Friday, March 23, 2007

New New news

The SG's opposition in New is now up on the SG's web site. Here's a link.

The opposition's discussion of collateral review of court-martial convictions is both fascinating and significant. I have spent much of my legal career focused on the military death penalty, (In the Isaiah Berlin fox/hedgehog dichotomy, I am a hedgehog.) Because military death row is in Kansas, I have had a longstanding interest in the 10th Circuit's case law on the scope of review for habeas challenges to court-martial cases. And it is, in a word, awful. Here's the current 10th Circuit standard:
If the grounds for relief that Petitioner raised in the district court were fully and fairly reviewed in the military courts, then the district court was proper in not considering those issues. Likewise, if a ground for relief was not raised in the military courts, then the district court must deem that ground waived. The only exception to the waiver rule is that a petitioner may obtain relief by showing cause and actual prejudice.

Roberts v. Callahan, 321 F.3d 994, 997 (10th Cir.) (internal citations omitted), cert. denied, 540 U.S. 973 (2003).

It would be easier for a camel to go through the eye of a needle than for a military habeas case to slip into that gap between complete deference and waiver.

So it was heartening to read the Solicitor General's take on the collateral review issue.

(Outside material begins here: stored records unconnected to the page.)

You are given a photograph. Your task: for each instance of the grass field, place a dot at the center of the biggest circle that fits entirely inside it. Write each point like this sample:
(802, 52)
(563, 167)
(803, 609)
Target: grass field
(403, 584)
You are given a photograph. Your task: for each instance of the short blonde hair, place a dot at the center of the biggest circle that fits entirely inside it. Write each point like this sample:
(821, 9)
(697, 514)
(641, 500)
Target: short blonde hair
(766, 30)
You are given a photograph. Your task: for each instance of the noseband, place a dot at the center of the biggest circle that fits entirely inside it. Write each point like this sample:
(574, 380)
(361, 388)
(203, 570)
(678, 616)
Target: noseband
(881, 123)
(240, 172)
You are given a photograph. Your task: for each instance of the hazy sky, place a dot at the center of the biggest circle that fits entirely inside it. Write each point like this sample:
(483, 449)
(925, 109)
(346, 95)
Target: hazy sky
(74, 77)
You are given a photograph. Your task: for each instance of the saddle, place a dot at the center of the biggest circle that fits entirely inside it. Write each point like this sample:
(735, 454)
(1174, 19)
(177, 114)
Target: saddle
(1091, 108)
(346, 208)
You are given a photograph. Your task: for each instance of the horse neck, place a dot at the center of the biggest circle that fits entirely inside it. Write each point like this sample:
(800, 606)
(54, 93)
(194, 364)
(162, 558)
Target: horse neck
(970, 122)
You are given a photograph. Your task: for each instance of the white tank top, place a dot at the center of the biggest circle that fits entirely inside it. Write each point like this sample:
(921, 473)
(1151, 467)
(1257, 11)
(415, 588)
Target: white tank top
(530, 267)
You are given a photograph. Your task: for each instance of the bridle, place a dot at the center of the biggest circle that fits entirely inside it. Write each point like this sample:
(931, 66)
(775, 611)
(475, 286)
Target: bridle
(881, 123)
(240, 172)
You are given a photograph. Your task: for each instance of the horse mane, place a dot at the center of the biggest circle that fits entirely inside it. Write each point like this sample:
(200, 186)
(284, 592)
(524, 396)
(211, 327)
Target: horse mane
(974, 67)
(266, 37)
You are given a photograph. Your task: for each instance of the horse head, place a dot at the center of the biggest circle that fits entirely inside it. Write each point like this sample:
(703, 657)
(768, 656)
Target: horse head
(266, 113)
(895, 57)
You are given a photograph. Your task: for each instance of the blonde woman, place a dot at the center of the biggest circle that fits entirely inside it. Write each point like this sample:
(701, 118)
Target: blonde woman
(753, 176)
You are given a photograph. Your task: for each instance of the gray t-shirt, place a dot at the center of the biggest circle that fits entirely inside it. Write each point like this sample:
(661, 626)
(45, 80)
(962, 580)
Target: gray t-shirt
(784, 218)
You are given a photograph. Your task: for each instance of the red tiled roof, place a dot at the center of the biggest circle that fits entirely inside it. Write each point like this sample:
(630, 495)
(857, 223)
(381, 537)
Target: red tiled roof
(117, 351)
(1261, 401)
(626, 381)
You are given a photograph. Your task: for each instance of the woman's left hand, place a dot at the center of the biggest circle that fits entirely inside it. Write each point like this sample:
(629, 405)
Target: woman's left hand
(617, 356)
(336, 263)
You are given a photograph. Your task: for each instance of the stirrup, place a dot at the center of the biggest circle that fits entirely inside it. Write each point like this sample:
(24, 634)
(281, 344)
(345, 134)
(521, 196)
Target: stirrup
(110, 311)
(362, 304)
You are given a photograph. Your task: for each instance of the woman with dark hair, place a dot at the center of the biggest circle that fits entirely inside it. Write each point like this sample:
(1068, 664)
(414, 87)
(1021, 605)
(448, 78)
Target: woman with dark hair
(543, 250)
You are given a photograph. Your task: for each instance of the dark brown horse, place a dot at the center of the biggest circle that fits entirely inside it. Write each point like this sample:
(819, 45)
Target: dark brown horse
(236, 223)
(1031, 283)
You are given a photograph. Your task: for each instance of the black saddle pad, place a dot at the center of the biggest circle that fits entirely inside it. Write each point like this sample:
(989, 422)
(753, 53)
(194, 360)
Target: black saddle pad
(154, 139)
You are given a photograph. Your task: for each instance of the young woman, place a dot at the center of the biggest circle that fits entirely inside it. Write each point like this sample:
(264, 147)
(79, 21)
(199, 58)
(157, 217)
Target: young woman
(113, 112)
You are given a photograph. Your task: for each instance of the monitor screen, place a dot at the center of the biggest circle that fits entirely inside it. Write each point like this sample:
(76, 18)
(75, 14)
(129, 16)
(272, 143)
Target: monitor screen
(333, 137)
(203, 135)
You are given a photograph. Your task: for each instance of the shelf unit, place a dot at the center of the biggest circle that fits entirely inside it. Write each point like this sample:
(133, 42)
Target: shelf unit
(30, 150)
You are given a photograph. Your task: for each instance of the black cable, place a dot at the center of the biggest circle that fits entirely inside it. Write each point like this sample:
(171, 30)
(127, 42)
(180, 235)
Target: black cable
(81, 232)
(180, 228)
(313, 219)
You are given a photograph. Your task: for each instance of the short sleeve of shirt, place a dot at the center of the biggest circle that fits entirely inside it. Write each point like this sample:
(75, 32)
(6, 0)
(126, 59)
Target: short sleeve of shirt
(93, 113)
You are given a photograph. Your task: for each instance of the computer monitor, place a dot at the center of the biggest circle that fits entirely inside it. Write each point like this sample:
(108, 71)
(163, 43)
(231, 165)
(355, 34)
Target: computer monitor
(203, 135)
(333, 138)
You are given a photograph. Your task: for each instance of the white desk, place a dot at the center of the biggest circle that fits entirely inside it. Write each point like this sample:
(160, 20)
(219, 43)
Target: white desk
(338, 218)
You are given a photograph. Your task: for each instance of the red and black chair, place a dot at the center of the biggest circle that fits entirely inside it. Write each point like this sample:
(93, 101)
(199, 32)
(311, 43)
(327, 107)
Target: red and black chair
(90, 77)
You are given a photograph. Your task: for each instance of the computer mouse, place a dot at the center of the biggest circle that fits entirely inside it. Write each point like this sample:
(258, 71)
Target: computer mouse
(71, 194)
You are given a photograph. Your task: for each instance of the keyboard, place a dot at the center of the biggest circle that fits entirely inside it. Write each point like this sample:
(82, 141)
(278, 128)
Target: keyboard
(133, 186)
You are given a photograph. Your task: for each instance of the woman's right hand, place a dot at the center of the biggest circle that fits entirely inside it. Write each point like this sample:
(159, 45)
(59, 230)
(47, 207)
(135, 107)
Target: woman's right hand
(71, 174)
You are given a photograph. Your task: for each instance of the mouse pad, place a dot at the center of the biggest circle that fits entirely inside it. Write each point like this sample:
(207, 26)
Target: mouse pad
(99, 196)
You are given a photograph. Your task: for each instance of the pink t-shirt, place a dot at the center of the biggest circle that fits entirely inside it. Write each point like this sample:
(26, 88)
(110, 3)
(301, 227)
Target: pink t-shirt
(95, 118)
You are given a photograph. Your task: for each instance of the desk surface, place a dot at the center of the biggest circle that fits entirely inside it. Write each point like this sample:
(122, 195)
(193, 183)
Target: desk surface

First, the SG quotes then-Judge Alito to establish that there IS a circuit split:
As one court of appeals recently noted, since this Court's decision in [Burns v. Wilson, 346 U.S. 137 (1953),] "[t]he degree to which a federal habeas court may consider claims of errors committed in a military trial has * * * been the subject of controversy and remains unclear." Brosius v. Warden, U.S. Penitentiary, 278 F.3d 239, 242 (3d Cir.) (Alito, J.), cert. denied, 537 U.S. 947 (2002).

SG's Brief in Opp at 11.

The SG then assures us that despite that circuit split,
courts of appeals have . . . been in broad agreement on two principles. First, the courts of appeals have generally held that, where the claims at issue have already been considered by the military courts, only claims involving fundamental or substantial constitutional errors are cognizable on collateral review. See, e.g., Bowling v. United States, 713 F.2d 1558, 1561 (Fed. Cir. 1983) (explaining that "the constitutional claims made must be serious ones"a nd "demonstrate convincingly that in the court-martial proceedings there has been such a deprivation of fundamental fairness as to impair due process"); Calley v. Callaway, 519 F.2d 184, 199 (5th Cir. 1975) (stating that "[t]he asserted error must be of substantial constitutional dimension"). Second, the courts of appeals have generally held that, even with regard to such constitutional claims, the decisions of the military courts are entitled to at least some degree of deference. See, e.g., Brosius, 278 F.3d at 245 (stating that "our inquiry in a military habeas case may not go further than our inquiry in a state habeas case" and assuming, for the sake of argument, that the deferential standard of 28 U.S.C. 2254(d) was applicable to the substantive determinations of military courts); Kauffman v. Secretary of the Air Force, 415 F.2d 991, 997 (D.C. Cir. 1969) (explaining that "the test of fairness requires that military rulings on constitutional issues conform to Supreme Court standards, unless it is shown that conditions peculiar to military life require a different rule").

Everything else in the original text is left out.